Andrea Schwarz ist Schriftstellerin, war lange Jahre pastorale Mitarbeiterin im Bistum Osnabrück und lebt im Emsland. Sie ist eine genaue und sensible Beobachterin ihrer Umwelt und der Menschen, denen sie begegnet. In ihren Texten versucht sie, Gott mitten im Alltag zu entdecken und Lust aufs Leben zu machen – nun erstmals auch in Form von Blogbeiträgen!

Das war das Priesterbild nur einer Generation vor uns – und natürlich Einflugschneise  für möglichen Missbrauch.
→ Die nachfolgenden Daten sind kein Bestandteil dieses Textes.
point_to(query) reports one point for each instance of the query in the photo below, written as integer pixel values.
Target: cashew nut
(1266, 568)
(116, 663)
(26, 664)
Was hat sich da in der Zwischenzeit nicht schon alles getan! Mir geht ein Satz durch den Kopf: „Freunde, wir sind ganz schön weitergekommen!“ – wenn ich nicht ganz falsch liege, dann ist er von Wolf Biermann.

Zugegeben, das ist keine Antwort auf die Aussage: „Es geht immer noch alles zu langsam“ – und es gibt, weiß Gott, auch noch genug zu tun! Aber das habe ich damals auf dem Pilgerweg nach Santiago gelernt: Manchmal, wenn das Ziel unerreichbar fern zu sein scheint, kann es ganz gut tun, zurückzuschauen und zu sehen, welchen Weg man schon gegangen ist. Das kann Kraft für die nächsten Schritte geben. Und die werden wir brauchen … sowohl die Kraft, wie auch die Schritte …

2 Kommentare zu “Ein Blick zurück

  1. Guten Morgen,
    mich hat dein Text heute sehr berührt und meiner Seele gut getan. Ich bin Bildungsreferentin der kfd und meistere täglich den Spagat zwischen den Frauen die vorran rennen und denen die einfach vertrautes noch nicht lassen können.
    Und wenn es dann nicht schnell genug geht, wendet Frau sich ab und kämpft nicht mehr weiter, das macht mich traurig. Es lässt mich hilflos auf das schon Bewegte zurück schauen und raubt mir die Motivation und Kraft langsam und stetig weiter den steilen Berg der Veränderung bergan zu
    gehen.
    Danke für den Segen der Ausdauer, gute vorösterliche Tage und den hoffnungsvollen Neubegin
    Dorothea kfd DV PB

    1. Liebe Dorothea, ich kann Deine Situation gut verstehen und die Gefühle nachvollziehen… beides ist mir sehr vertraut! Und es kostet viel Kraft, so eine Karawane beisammen zu halten, wenn man nicht jemanden zurück und andere ziehen lassen will. Patentrezepte gibt es da wohl (leider!) keine. Die hatte auch Jesus nicht. Aber er hatte Positionen und Überzeugugen, die er vertreten hat – und hat trotzdem dabei den Menschen nicht aus dem Blick verloren.
      Ich wünsche Dir dazu die österliche Kraft und Hoffnung für den Weg – und den langen Atem des Pfingstgeistes!